# having two babies close together



## xxembobxx

Hi all
I have three older girls and had LO last year when I was 35. It has been such a pleasure although it was a shock at the time!
Have just found out I'm pregnant again with baby being due when LO will be 18 months old.
I had two girls close together 16 years ago and I remember it being HARD WORK.
Has anybody else got two close together and is on the wrong side of 30?
I'm so scared - please give me some positive stories :flower:


----------



## ciarhwyfar

I wanted this one to be closer to two years apart but that wasn't meant to be. My two will be three years apart. Still kind of close but I have never done two at the same time before so I have no idea how I am going to handle things. :)


----------



## Wind

Well, I'm pregnant with twins. Does that count?? They will be really close in age-minutes apart probably. :haha:

I'll be honest, I am concerned about the amount of work and lack of sleep that will come with having two little ones.

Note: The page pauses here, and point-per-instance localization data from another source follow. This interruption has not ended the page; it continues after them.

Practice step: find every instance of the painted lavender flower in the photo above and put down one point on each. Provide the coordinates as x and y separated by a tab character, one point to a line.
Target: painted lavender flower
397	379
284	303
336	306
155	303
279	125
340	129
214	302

I am trying to remain as calm as I can and take it one problem, one concern, one situation at a time.


----------



## Storm1jet2

Just think, no matter how much hard work it is how close your little ones will be! Lovely for them to have a sibling around the same age :hugs:


----------



## _Vicky_

ppsshhh does 14 minutes sound close enough? I was 36 when I had the boys and its fine. Yes bone shatteringly exhausting and my record at getting up was 19 times in one night but worth every second!! (sorry wind)

The way they are starting to interact is sooo amazing it makes me cry - they will always have each other long after I am gone - thats worth any amount of sleep deprivation.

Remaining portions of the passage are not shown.